3 is a frame configuration diagram for explaining a conventional subfield driving method.

4 is a waveform diagram showing a method of driving a conventional plasma display panel.

Fig. 5 is a waveform diagram showing a method of driving a plasma display panel according to another conventional technique.

6 is a waveform diagram illustrating a method of driving a plasma display panel according to an exemplary embodiment of the present invention.

FIG. 7 is a driving circuit diagram for showing the driving method shown in FIG.
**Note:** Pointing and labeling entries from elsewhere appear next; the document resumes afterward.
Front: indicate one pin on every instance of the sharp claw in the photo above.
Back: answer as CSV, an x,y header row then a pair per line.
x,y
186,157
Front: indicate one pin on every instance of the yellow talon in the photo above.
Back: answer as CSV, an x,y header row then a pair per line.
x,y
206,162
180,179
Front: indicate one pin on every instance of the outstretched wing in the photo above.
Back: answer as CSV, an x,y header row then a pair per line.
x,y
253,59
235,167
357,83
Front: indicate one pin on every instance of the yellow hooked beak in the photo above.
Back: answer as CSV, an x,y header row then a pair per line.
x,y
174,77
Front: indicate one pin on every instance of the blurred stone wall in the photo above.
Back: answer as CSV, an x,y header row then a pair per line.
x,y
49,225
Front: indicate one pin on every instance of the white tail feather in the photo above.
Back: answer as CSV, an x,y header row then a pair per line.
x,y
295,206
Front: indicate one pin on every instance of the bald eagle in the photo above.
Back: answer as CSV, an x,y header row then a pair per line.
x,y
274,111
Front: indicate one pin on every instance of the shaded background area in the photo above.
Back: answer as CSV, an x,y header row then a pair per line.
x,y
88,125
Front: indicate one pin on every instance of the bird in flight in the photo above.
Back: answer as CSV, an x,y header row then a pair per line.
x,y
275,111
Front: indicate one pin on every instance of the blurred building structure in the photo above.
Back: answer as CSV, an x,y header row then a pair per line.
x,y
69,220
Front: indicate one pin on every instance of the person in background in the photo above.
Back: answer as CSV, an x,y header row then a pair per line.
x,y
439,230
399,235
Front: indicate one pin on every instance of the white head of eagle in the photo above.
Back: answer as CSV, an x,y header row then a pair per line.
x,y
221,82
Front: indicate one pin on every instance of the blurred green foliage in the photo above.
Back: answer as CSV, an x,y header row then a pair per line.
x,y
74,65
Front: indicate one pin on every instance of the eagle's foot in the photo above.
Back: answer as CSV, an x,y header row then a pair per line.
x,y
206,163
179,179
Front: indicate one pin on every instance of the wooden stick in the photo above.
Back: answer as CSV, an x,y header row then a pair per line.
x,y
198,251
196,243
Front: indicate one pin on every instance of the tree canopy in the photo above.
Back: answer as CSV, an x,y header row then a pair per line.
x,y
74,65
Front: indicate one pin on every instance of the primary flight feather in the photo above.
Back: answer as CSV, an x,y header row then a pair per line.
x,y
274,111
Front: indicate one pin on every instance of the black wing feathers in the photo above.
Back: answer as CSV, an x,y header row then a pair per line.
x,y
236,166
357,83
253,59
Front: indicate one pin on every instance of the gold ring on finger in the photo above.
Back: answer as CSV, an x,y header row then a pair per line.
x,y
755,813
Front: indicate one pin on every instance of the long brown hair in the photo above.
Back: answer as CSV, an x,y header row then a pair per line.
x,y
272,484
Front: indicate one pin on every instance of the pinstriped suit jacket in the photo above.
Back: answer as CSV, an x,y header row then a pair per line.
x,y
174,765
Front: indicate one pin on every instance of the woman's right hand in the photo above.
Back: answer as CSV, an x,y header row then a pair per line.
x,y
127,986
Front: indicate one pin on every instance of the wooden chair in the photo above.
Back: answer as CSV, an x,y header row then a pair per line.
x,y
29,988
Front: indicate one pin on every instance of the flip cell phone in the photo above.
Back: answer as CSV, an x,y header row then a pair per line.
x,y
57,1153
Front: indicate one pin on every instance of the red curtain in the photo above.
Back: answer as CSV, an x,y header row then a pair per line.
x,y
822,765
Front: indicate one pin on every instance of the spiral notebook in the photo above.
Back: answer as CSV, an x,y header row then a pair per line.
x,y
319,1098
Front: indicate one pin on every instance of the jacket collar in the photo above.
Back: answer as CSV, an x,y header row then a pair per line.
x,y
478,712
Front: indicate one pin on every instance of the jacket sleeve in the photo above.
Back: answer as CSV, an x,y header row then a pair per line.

FIG. 8 is a drive waveform diagram of a switch element for driving the drive circuit shown in FIG.

9 is another driving circuit diagram for illustrating the driving method shown in FIG. 6;

<Description of Symbols for Main Parts of Drawings>

1: discharge cell 10: upper substrate

12Y: scan / sustain electrode 12Z: common sustain electrode

14,22 dielectric layer 16: protective film

18: lower substrate 20X: address electrode

24: partition 26: phosphor layer

40: scan driver 42, 44: slope waveform generator

In order to achieve the above object, a scan driving method of a plasma display panel according to the present invention includes applying a first data pulse corresponding to a video signal of '1' to an address electrode, and applying the first data pulse to the address electrode. A second data pulse corresponding to a video signal of '1' different from the width of one data pulse is applied before and after the first data pulse, and the scan / sustain electrode formed in a direction crossing the address electrode. And supplying a scanning pulse having a slope waveform gradually falling in synchronization with the first data pulse and the second data pulse.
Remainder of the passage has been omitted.